Cuidado com o Imposto Mínimo e novas regras para alta renda em 2026
O Imposto de Renda da Pessoa Física Mínimo (IRPFM) entra em vigor para quem ultrapassa R$ 50 mil por mês em rendimentos tributáveis, incluindo salários, lucros, dividendos e aplicações financeiras. A alíquota mínima chega a 10% anual para rendas acima de R$ 1,2 milhão.
Apesar de impactar um grupo restrito de segurados do INSS, todo valor tributável entra no cálculo, incluindo o 13º salário.

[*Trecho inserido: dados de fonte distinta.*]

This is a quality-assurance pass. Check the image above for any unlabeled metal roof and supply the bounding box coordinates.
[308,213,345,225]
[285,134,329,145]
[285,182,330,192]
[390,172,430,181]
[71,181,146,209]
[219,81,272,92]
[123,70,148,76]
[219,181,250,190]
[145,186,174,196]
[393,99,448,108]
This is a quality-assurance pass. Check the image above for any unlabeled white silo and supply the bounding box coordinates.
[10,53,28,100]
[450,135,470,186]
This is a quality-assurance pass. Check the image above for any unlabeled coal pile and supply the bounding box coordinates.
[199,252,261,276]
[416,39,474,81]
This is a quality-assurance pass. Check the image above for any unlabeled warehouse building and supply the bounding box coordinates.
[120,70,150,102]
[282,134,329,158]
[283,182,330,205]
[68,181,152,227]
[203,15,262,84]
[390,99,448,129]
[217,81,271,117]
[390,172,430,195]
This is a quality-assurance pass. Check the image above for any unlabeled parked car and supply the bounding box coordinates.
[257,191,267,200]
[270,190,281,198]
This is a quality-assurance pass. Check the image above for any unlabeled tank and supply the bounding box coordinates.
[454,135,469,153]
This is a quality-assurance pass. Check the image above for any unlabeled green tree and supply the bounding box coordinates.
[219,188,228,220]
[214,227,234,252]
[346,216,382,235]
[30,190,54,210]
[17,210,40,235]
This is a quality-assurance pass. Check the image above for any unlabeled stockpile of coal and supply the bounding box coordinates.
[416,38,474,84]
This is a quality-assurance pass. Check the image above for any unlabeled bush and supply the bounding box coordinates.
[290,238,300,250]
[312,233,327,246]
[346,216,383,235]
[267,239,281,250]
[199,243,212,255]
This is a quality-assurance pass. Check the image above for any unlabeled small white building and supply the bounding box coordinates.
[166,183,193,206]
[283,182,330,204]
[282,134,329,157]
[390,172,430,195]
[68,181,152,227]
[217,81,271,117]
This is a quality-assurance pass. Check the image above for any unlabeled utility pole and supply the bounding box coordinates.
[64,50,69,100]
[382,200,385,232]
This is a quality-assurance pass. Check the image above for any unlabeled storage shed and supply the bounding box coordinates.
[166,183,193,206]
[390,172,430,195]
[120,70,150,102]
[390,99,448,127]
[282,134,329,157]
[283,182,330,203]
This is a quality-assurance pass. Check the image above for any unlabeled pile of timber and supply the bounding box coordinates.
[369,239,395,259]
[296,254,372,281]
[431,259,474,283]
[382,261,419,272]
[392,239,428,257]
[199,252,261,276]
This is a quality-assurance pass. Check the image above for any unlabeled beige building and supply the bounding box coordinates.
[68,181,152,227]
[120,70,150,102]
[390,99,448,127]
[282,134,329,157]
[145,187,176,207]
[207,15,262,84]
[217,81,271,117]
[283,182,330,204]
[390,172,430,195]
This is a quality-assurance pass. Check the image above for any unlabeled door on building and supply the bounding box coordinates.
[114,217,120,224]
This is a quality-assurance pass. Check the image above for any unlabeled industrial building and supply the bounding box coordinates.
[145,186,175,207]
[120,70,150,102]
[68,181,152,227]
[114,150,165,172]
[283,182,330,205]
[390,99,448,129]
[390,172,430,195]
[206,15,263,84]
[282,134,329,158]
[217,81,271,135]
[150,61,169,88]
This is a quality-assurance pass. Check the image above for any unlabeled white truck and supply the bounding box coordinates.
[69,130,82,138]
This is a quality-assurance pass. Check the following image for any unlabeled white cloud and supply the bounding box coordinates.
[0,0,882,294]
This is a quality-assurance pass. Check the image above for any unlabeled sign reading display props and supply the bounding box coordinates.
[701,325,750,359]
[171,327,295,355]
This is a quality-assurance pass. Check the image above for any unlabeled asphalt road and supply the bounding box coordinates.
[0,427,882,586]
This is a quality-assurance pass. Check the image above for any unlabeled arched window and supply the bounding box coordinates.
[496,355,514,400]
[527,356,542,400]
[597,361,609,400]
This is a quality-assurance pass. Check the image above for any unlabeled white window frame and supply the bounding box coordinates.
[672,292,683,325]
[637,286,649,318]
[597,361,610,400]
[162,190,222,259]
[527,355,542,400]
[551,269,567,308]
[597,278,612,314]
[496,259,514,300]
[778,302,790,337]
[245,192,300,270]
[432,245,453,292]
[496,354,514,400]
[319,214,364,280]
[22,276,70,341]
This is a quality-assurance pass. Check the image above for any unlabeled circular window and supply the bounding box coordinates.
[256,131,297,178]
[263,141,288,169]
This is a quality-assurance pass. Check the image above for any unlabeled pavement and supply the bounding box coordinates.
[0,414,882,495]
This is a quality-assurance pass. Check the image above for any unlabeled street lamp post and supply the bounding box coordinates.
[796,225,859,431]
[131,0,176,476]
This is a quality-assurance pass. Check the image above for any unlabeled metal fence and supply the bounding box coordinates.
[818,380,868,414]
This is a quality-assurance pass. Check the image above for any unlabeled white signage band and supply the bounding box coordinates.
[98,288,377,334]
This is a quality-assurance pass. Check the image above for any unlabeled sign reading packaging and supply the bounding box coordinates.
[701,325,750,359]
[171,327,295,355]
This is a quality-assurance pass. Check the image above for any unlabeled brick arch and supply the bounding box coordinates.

Esse imposto mínimo será apurado apenas a partir da declaração do IRPF de 2027, referente ao ano-base 2026. Ficam fora do cálculo aplicações incentivadas, heranças, doações, indenizações por doença grave e lucros de venda de imóveis fora da bolsa.
Como se preparar para receber e declarar o 13º INSS em 2026
Para evitar descontos indevidos ou problemas com a declaração do Imposto de Renda, mantenha atenção aos seguintes pontos:
- Consulte regularmente o Meu INSS para acompanhar depósitos e comprovantes;
- Verifique se o valor do benefício registrado está correto e compatível com o extrato bancário;
- Analise atentamente os descontos do IR na segunda parcela do 13º;
- Fique atento ao calendário oficial de pagamentos divulgado pelo INSS;
- Na declaração do IR, some todas as fontes de rendimento tributável para enquadramento correto;
- Guarde todos os comprovantes emitidos pelo INSS para apresentar caso a Receita Federal solicite comprovação adicional.
O planejamento financeiro deve considerar tanto o valor líquido do 13º quanto possíveis ajustes ou restituições na declaração de Imposto de Renda de 2027.